While she will continue to advocate for gun-safety measures, voting-rights protections, transportation initiatives and having children return to school and continue their education, “my approach will have to be more measured,” Murphy said.
Murphy will patron bills that support expansion of broadband Internet, provide tax credits to businesses that hire recent university and community-college graduates for cyber-security jobs, and strengthen anti-hazing laws to prevent injuries and deaths.
Murphy said she had spoken with Gov.-elect Youngkin – “He was gracious and it was a cordial conversation” – and she predicted he would try to make good on some of his campaign promises, including strong support for charter schools.
Murphy said she had been told it is “very likely” that delegates will have to run for re-election again in 2022 because of the recently approved redistricting, and then seek office again in 2023.
“Unfortunately, this will be expensive and time-consuming,” she said. “Many of the newly drawn General Assembly districts have put two delegates or senators in the same district.
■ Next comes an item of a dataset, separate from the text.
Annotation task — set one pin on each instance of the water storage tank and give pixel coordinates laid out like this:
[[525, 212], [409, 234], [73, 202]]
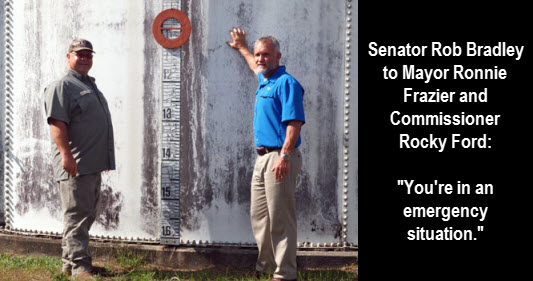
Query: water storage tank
[[182, 116]]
I am not sure at this point how all of this will be resolved, but it certainly presents us with some problems.”
Del. Rip Sullivan (D-McLean-Arlington) still is determining which bills to introduce for the next session.
“I expect to be active, as I always have, in the environmental/clean-energy space, and my most particular area of focus will be on protecting the progress we’ve made over the last two years,” he said.
Sullivan worried the new GOP House majority would try to roll back or repeal some recently passed firearm-safety measures, including the “red-flag” law he had championed, which allows law enforcement to seize guns from people deemed to be substantial risks to themselves or others in the near future.
“The red-flag law is working and saving lives all around the commonwealth,” he said. “It is important that it continues to be available so that people who are a danger to themselves or others do not have access to a gun.”
Sullivan said he would continue to work to electrify Virginia’s transportation system and encourage more people to switch to electric vehicles.
“I am an optimist and hope for a successful session,” he said. “Virginians expect that from us. I have always tried to work across party lines when I can, and that will not change with the change in control.”